The "Progressive Disclosure" Mechanic
Unlike traditional reading tests where you see the entire text immediately, the DET slowly reveals the passage to you. In Part 1, you only see the first paragraph. By Part 3 (Highlight the Answer), the entire passage is fully visible. This means context grows rapidly in the early questions. You must use the knowledge you gained in Parts 1 and 2 to help you understand the full text.
Managing the Global Timer
You are given a single 7 to 8-minute timer for all 6 questions. The timer does NOT reset when you click "submit". If you spend 5 minutes staring at a difficult drop-down blank in Part 1, you will aggressively punish yourself because you will have almost no time left for the remaining 5 questions.
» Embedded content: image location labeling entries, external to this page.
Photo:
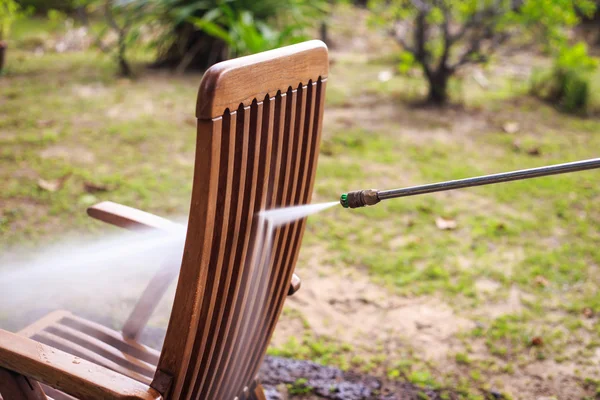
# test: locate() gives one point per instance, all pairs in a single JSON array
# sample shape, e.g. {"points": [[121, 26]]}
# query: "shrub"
{"points": [[43, 6], [567, 84]]}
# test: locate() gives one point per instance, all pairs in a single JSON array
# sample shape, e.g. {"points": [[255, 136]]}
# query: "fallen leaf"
{"points": [[45, 123], [54, 184], [87, 199], [445, 224], [91, 187], [481, 79], [541, 281], [511, 127], [537, 341]]}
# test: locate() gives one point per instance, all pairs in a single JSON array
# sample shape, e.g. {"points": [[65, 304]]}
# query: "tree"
{"points": [[443, 36]]}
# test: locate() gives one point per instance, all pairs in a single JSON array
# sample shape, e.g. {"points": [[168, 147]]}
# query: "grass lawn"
{"points": [[505, 301]]}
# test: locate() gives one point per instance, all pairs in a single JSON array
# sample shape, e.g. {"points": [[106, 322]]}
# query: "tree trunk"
{"points": [[191, 50], [2, 54], [124, 68], [438, 88]]}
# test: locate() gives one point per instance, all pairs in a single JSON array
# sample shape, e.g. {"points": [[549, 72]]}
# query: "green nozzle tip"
{"points": [[344, 200]]}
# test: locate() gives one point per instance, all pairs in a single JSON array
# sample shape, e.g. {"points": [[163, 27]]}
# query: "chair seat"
{"points": [[95, 343]]}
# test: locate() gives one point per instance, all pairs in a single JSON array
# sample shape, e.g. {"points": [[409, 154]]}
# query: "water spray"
{"points": [[369, 197]]}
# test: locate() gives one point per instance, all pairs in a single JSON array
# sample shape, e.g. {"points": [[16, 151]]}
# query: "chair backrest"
{"points": [[259, 126]]}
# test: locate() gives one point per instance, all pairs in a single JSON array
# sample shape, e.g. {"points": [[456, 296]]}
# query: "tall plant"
{"points": [[125, 20], [443, 36], [202, 32], [10, 11]]}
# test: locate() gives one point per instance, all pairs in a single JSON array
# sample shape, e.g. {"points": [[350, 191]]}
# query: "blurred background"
{"points": [[487, 292]]}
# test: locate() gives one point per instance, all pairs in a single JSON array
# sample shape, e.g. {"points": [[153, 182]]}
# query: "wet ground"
{"points": [[285, 378]]}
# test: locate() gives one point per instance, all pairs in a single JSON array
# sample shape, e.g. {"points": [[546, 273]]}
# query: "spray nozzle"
{"points": [[359, 198]]}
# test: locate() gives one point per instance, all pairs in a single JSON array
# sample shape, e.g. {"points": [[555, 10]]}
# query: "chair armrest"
{"points": [[129, 217], [66, 372], [294, 285]]}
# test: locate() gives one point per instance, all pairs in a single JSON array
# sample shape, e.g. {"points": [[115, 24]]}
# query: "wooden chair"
{"points": [[259, 124]]}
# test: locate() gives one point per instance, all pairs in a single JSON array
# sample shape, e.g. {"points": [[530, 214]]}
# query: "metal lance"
{"points": [[369, 197]]}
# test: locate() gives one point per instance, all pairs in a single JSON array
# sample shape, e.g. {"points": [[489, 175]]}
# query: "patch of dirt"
{"points": [[78, 154], [347, 305]]}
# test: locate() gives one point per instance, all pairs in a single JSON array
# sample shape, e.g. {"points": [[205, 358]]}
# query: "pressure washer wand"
{"points": [[369, 197]]}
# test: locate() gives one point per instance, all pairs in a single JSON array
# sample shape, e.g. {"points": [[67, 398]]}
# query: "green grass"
{"points": [[67, 115]]}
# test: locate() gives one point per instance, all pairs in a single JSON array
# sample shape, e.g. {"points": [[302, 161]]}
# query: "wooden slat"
{"points": [[270, 71], [210, 300], [18, 387], [112, 338], [66, 372], [237, 242], [266, 330], [252, 120], [102, 349], [56, 394], [259, 271], [74, 349], [230, 236], [248, 356], [184, 321], [231, 284], [43, 322]]}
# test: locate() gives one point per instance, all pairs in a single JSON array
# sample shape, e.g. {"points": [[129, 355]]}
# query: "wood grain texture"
{"points": [[66, 372], [257, 149], [129, 217], [244, 79], [259, 126], [134, 219]]}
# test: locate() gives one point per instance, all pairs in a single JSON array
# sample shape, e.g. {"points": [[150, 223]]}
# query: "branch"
{"points": [[110, 18], [421, 5], [402, 42], [446, 34], [421, 53]]}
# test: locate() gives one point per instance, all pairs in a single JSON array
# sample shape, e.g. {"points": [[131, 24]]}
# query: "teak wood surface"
{"points": [[259, 128]]}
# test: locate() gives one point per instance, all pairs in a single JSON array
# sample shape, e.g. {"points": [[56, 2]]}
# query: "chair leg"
{"points": [[18, 387], [258, 393]]}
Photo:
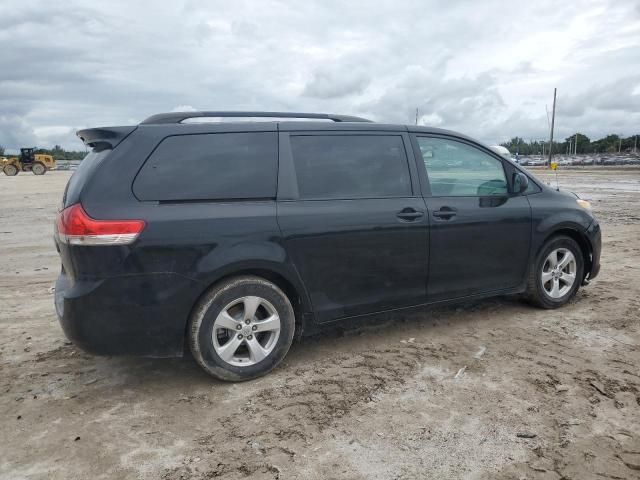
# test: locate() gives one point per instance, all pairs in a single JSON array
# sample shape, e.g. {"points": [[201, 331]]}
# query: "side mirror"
{"points": [[520, 182]]}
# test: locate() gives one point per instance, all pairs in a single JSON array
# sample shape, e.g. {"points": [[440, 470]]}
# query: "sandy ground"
{"points": [[494, 389]]}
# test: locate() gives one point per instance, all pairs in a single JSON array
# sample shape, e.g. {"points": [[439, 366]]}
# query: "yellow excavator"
{"points": [[28, 161]]}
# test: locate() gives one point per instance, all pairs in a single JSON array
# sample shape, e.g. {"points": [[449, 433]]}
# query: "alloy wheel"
{"points": [[246, 331], [558, 273]]}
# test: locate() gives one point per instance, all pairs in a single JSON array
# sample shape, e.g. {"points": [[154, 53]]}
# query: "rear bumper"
{"points": [[595, 239], [143, 315]]}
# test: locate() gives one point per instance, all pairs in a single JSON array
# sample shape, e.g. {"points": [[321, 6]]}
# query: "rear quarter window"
{"points": [[350, 166], [215, 166], [81, 176]]}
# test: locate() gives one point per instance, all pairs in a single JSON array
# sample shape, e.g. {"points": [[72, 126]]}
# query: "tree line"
{"points": [[57, 152], [609, 144]]}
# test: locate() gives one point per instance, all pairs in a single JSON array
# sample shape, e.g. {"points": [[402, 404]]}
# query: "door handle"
{"points": [[409, 214], [445, 213]]}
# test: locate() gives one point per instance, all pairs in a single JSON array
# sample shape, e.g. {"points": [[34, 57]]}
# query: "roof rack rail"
{"points": [[177, 117]]}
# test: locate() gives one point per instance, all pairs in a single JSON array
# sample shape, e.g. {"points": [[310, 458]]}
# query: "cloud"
{"points": [[486, 69]]}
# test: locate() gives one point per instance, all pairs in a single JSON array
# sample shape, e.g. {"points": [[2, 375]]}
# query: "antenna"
{"points": [[553, 121]]}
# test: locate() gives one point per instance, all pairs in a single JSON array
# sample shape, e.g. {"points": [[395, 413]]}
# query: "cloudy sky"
{"points": [[485, 68]]}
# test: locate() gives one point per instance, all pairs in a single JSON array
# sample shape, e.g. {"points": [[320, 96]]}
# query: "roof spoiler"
{"points": [[177, 117], [104, 137]]}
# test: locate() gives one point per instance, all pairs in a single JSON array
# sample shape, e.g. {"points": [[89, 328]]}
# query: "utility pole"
{"points": [[553, 120]]}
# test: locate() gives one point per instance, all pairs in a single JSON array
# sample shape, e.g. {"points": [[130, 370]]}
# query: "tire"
{"points": [[232, 354], [38, 169], [10, 170], [540, 289]]}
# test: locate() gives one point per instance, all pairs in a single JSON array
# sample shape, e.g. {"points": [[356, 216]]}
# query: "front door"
{"points": [[480, 232], [355, 228]]}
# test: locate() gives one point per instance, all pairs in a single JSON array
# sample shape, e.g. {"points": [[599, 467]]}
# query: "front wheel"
{"points": [[10, 170], [242, 328], [38, 169], [557, 273]]}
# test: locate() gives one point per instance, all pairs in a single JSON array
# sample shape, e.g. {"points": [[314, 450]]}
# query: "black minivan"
{"points": [[236, 237]]}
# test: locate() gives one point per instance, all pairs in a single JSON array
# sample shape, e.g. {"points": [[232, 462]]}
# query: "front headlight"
{"points": [[584, 204]]}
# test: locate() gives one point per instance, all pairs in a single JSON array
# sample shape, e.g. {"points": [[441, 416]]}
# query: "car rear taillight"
{"points": [[75, 227]]}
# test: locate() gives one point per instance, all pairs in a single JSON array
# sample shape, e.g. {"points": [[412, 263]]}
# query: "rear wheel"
{"points": [[557, 274], [10, 170], [38, 169], [242, 328]]}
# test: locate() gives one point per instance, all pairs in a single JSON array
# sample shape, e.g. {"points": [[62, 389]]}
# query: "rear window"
{"points": [[81, 175], [210, 167], [350, 166]]}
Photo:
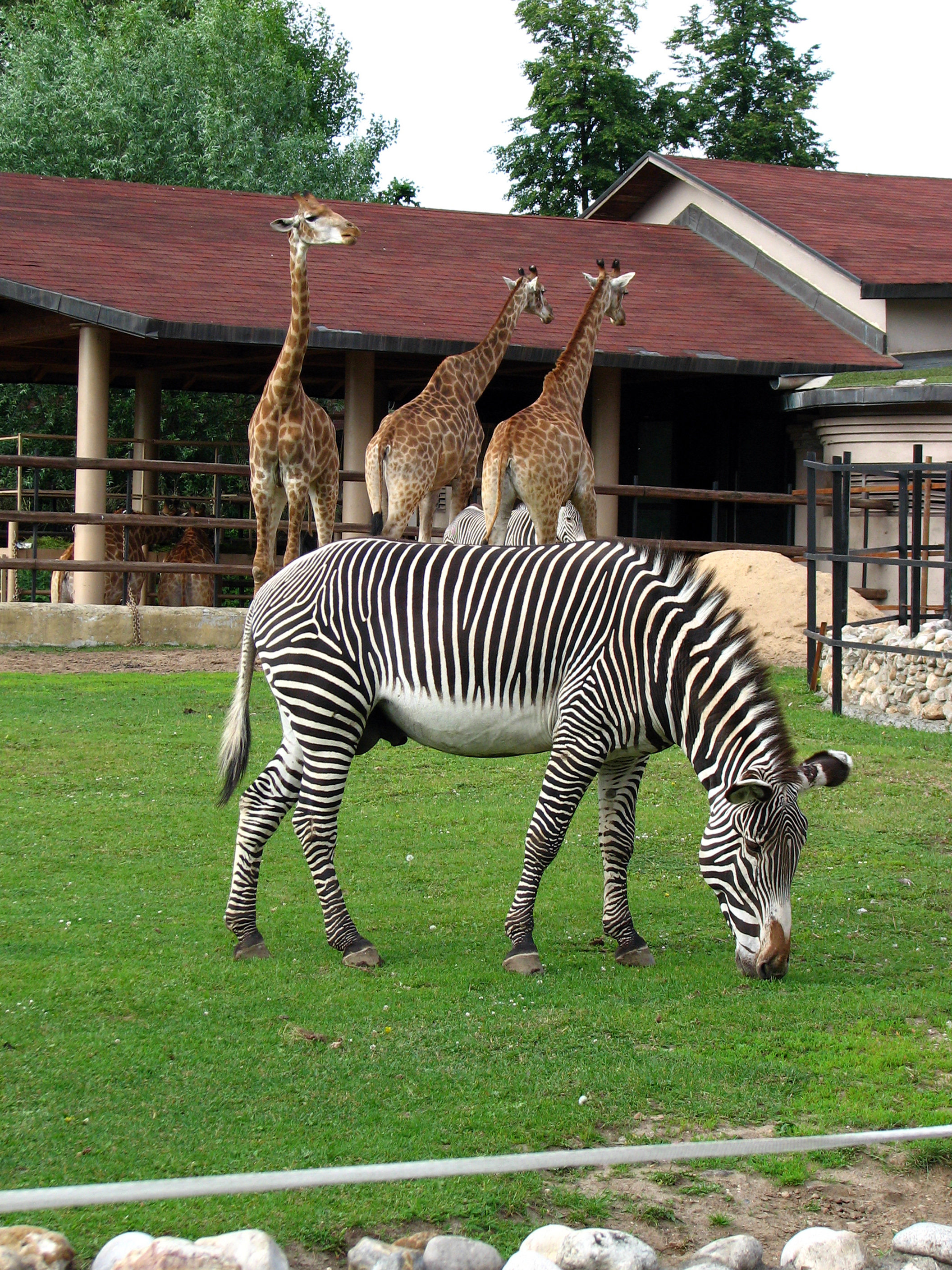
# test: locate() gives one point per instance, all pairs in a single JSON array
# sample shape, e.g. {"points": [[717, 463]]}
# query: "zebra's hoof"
{"points": [[523, 959], [252, 947], [363, 956]]}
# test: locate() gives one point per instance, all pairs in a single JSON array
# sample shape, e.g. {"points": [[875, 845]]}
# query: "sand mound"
{"points": [[771, 594]]}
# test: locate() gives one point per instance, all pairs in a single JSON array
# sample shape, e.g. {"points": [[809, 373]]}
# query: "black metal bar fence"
{"points": [[883, 496]]}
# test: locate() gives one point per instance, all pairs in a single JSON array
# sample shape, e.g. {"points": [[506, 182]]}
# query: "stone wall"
{"points": [[914, 685]]}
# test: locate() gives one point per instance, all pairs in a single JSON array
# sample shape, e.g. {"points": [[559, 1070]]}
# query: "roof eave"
{"points": [[906, 291]]}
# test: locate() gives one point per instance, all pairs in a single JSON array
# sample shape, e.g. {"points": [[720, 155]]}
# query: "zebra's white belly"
{"points": [[469, 728]]}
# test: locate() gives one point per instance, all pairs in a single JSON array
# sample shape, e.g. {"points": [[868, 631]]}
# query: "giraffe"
{"points": [[195, 547], [541, 455], [293, 444], [436, 440]]}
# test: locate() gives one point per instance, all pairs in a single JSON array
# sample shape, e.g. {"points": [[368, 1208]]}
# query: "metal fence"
{"points": [[915, 491], [595, 1157], [33, 510]]}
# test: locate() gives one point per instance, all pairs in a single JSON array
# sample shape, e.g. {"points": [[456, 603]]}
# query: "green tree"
{"points": [[590, 117], [229, 94], [748, 92]]}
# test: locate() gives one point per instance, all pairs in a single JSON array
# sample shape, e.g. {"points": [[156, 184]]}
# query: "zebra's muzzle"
{"points": [[774, 958]]}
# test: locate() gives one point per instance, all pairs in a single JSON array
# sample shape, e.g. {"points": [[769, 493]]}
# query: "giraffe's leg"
{"points": [[617, 796], [428, 506], [460, 492], [298, 506], [316, 827], [573, 765], [324, 501], [270, 501], [403, 498], [545, 519], [583, 496], [508, 498], [262, 808]]}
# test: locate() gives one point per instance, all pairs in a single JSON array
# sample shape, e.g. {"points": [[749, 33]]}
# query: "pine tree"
{"points": [[590, 119], [748, 92]]}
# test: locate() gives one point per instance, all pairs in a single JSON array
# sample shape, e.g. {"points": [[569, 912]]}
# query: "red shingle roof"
{"points": [[888, 230], [189, 261]]}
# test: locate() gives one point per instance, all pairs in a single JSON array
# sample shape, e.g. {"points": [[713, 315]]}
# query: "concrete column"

The "Highlight the Answer" Trap
In Part 3 and 4, you must drag your mouse to highlight text. The computer scores your answer by comparing its similarity to the correct response. It is not simply pass or fail. If the perfect answer is two words, but you highlight the entire sentence those words are in, you will still receive partial credit. However, you cannot cheat the system—if you highlight an entire paragraph or completely irrelevant sentences hoping to randomly capture the right words, you will receive a score of zero.
Main Ideas vs. Details
The final two questions ("Identify the Idea" and "Title the Passage") test your big-picture understanding. Do not select an answer simply because it uses the same words as the text. A wrong answer might be a true statement about a small detail in paragraph 2, but it fails to summarize the entire passage.